Through a photographer’s eye

Where: Latvia

Kristine Madjare is a Latvian photographer specialized in portraits, fashion and personal documentary stories. She takes us on a (visual) journey through places in the city, where she finds inspiration, friends and adventures.

Together with the expat blog & guide book Life in Riga they introduce us to a cross-cutting survey through heterogeneous aspects of the city of Riga.

The photographic city guide is constructed in a way that gives the reader a personal testimony on experiencing the Latvian capital. Places discussed are rooted in the Baltic mentality, interrelated with the photographer’s contemporary statements, in which one can trace traditional references to the vernacular culture of this region, where northern, eastern and central Europe meet.

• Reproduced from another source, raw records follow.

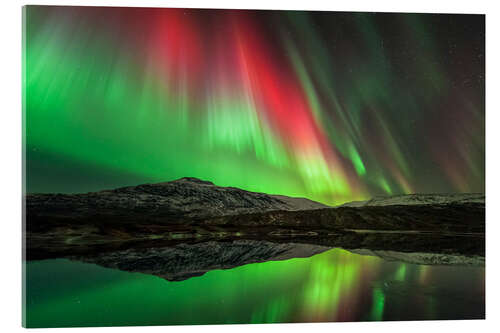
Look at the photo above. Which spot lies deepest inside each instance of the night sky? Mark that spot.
(326, 105)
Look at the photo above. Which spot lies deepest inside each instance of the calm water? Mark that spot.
(333, 286)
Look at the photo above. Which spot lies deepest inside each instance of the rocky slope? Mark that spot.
(169, 202)
(191, 211)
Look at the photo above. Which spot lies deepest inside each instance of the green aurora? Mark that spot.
(330, 106)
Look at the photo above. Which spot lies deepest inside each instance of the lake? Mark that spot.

The questions asked by travel writer Lelde Benke guide us to imagine and better understand the cityscape of Riga, the capital of a relatively small nation with a complicated history.

Local photographer Kristine Madjare draws within her answers a line of arguments helping to unpack the identity of Riga, a city whose shaping has been an ongoing process since the breakup of the Soviet Union 29 years ago.

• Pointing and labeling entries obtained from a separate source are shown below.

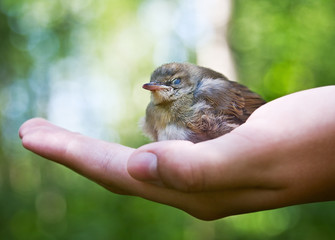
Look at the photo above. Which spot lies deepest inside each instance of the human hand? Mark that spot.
(283, 155)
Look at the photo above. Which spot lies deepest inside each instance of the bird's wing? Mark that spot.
(221, 105)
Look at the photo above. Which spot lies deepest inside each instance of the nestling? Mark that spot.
(194, 103)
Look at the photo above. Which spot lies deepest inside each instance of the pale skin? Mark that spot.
(283, 155)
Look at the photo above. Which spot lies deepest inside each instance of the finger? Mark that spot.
(226, 162)
(98, 160)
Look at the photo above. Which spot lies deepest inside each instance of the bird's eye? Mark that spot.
(176, 81)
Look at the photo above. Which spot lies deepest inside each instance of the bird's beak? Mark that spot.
(154, 86)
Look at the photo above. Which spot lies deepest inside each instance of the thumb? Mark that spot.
(182, 165)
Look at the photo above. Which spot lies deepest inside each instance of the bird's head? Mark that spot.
(172, 81)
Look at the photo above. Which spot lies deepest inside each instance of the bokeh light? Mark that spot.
(81, 65)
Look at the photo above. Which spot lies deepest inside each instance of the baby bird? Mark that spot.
(194, 103)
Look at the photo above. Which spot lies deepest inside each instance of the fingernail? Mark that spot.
(144, 166)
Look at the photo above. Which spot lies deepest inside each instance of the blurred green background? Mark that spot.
(81, 64)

Lelde Benke When you look back at the years you’ve spent in Riga, which place stands out in your memories and why?

Kristine Madjare Dzegužkalns Park is very close to where I lived for the first few years after moving to Riga from the small town of Skrunda. I spent so much time walking around and getting acquainted with the city and would often end up in the park. The central hill is Riga’s highest natural point, so you get beautiful views towards the city center from its peak. It takes a while to clamber up the steep stairs at the entrance to the park. The park is pretty humble but beautiful, especially in autumn, when the leaves turn golden and in spring when the first signs of green reappear. In snowy winters, it’s the best spot for tobogganing. Nowadays, I go there with my niece and nephew.

Local insight: the 23rd of June is a very special date to visit Dzegužkalns. As solstices still bear meaning to many Latvians, this is when we celebrate Midsummer. The celebrations at Dzegužkalns honor tradition with folklore, music and dance groups taking part. One of the most impressive moments is when the wheel of fire tumbles down the hill to light the big bonfire. It’s also a rare occasion to catch a glimpse of Latvian folk costumes.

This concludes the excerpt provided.